Remote sensing is a key method in bridging the gap between local observations and spatially comprehensive estimates of environmental variables. For such spatial or spatio-temporal predictions, machine learning algorithms have shown to be a promising tool to identify nonlinear patterns between locally measured and remotely sensed variables. While easy access to user-friendly machine learning libraries fosters their use in environmental sciences, the application of these methods is far from trivial. This holds especially true for spatio-temporal since its dependencies in space and time bear the risk of overfitting and considerable misinterpretation of the model performance.
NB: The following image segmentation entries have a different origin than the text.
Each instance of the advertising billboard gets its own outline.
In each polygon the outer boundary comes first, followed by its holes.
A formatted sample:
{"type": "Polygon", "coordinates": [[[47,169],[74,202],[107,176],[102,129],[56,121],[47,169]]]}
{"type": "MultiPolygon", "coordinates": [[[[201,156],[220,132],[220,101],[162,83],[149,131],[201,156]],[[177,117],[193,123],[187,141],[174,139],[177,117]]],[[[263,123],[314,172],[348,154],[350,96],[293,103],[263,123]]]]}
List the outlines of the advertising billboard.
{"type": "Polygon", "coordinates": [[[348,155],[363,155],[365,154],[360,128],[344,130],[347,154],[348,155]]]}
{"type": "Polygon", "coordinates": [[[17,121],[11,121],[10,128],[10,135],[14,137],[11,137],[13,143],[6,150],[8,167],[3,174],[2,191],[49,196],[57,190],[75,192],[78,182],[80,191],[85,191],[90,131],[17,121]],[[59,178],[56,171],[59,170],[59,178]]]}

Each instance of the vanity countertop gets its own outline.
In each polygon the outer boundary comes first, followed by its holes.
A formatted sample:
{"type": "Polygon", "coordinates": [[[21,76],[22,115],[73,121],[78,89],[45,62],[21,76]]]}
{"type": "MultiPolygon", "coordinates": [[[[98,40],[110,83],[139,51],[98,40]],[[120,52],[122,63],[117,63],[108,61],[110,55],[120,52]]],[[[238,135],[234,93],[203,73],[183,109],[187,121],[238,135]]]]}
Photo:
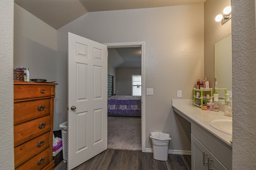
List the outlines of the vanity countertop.
{"type": "Polygon", "coordinates": [[[209,122],[213,119],[232,120],[232,117],[224,115],[224,112],[202,110],[194,106],[192,100],[172,100],[173,110],[190,122],[197,123],[210,133],[230,146],[232,136],[218,130],[210,126],[209,122]]]}

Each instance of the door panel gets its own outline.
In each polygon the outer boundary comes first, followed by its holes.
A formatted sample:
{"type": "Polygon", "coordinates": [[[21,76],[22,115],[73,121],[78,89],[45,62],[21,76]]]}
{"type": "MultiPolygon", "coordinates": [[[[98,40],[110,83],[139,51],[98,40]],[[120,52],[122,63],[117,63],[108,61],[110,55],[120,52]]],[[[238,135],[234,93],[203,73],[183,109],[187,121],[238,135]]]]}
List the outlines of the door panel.
{"type": "Polygon", "coordinates": [[[68,33],[68,169],[107,149],[107,51],[106,45],[68,33]]]}

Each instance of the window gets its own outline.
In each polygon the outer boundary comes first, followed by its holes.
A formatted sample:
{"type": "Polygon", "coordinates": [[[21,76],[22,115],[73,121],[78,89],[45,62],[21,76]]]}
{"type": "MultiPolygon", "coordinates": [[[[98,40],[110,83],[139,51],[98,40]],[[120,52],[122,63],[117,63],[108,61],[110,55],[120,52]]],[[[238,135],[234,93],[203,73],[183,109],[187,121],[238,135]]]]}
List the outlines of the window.
{"type": "Polygon", "coordinates": [[[141,96],[141,75],[132,75],[132,95],[141,96]]]}

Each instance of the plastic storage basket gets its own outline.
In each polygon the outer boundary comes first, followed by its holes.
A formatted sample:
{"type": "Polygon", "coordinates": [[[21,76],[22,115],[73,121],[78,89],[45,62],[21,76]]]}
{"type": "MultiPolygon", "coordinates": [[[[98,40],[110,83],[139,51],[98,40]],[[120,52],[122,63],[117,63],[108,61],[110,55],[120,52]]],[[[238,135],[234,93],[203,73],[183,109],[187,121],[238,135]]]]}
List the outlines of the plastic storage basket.
{"type": "Polygon", "coordinates": [[[60,125],[61,128],[61,137],[62,139],[62,153],[63,162],[66,162],[68,160],[68,122],[60,125]]]}

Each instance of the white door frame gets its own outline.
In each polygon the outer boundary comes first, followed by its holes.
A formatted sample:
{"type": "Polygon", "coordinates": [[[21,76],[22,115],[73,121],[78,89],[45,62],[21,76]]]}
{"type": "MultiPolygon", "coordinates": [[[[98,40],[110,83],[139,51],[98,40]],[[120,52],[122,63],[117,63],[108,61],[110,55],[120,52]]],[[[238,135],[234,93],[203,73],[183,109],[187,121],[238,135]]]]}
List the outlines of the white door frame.
{"type": "Polygon", "coordinates": [[[145,138],[145,42],[131,42],[123,43],[104,43],[108,46],[108,48],[120,47],[141,47],[141,76],[142,77],[142,90],[141,91],[141,148],[142,151],[146,151],[145,138]]]}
In this introductory lecture I will introduce the idea of using machine-learning for the (remote sensing based) monitoring of the environment and how they can be applied in R via the caret package. In this context error assessment is a crucial topic and I will show the importance of "target-oriented" spatial cross-validation strategies when working with spatio-temporal data to avoid an overoptimistic view on model performances. As spatio-temporal machine-learning models are highly prone to overfitting caused by misleading predictor variables, I will introduce a forward feature selection method that works in conjunction with target-oriented cross-validation from the CAST package. In summary this talk aims at showing how "basic" spatial machine-learning tasks can be performed in R, but also what needs to be considered for more complex spatio-temporal prediction tasks in order to produce scientifically valuable results. Based on this talk, we will go into a practical session on Tuesday, where machine-learning algorithms will be applied to two different spatial and spatio-temporal prediction tasks.